StepFun (officially Jieyue Xingchen, meaning "step toward the stars") was founded in 2023 by Jiang Daxin, a former senior researcher at Microsoft Research Asia. Jiang had spent years working on large-scale language models and multimodal systems before deciding the time was right to build an independent AI company in Shanghai. StepFun raised approximately $100 million in its early rounds from investors including Tencent, Sequoia China, and Zhongguancun Science City — enough to secure significant GPU resources in a market where compute was becoming increasingly scarce. From day one, the company aimed to build general-purpose foundation models that could compete internationally, not just within the Chinese domestic market. That ambition was unusual for a startup barely months old, but StepFun backed it up with surprisingly strong benchmark results.

The Step Model Family

StepFun's model lineup has evolved rapidly. The Step-1 series, released in stages throughout 2024, demonstrated that a well-resourced startup could match or exceed some of the outputs from much larger organizations. Step-1V, their vision-language model, posted competitive scores on multimodal benchmarks at a time when the field was still dominated by Google, OpenAI, and a handful of Chinese giants. Step-2, released later, pushed further into multi-step reasoning and tool use. What set StepFun apart was not any single breakthrough but the consistency: each release showed genuine improvement, and the models performed well on both Chinese and English tasks, suggesting the training data and methodology were thoughtfully assembled rather than simply throwing more compute at a bigger dataset. The company also released models on Hugging Face and through their own API, making them accessible to the international developer community.

Multimodal and Video Ambitions

While many Chinese AI startups focused initially on text-only language models, StepFun moved aggressively into multimodal territory. Their Step-1.5V and subsequent vision models could process images, charts, and documents alongside text, targeting the increasingly important niche of visual reasoning. More recently, StepFun entered the video generation space with Step Video, joining a crowded but high-profile race alongside Kling, Vidu, and the various Hunyuan video models. The video work is notable because it requires a fundamentally different kind of infrastructure and expertise — temporal consistency, physics-aware generation, and the ability to handle long-form output. StepFun's willingness to tackle this alongside their core language model work suggests either extraordinary confidence or extraordinary ambition, possibly both.

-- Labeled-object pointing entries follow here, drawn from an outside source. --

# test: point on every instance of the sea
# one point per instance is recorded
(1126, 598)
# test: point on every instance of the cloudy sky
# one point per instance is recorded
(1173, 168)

Positioning in a Crowded Market

China's AI startup scene in 2023-2025 has been described as a "hundred model war," with dozens of companies burning billions of yuan chasing the same prize. StepFun's strategy has been to stay technically competitive while remaining lean relative to peers like Moonshot AI or Zhipu AI. The company has been less aggressive about consumer-facing products than some competitors, focusing instead on API access and developer tools — a bet that the real money in AI will flow through enterprise integration rather than chatbot subscriptions. This mirrors the approach of companies like Mistral in Europe, and it gives StepFun flexibility: they can partner with larger companies for distribution while maintaining control over their core technology. The question is whether a relatively young startup can sustain the compute investment needed to stay at the frontier as the cost of training runs escalates into the hundreds of millions of dollars.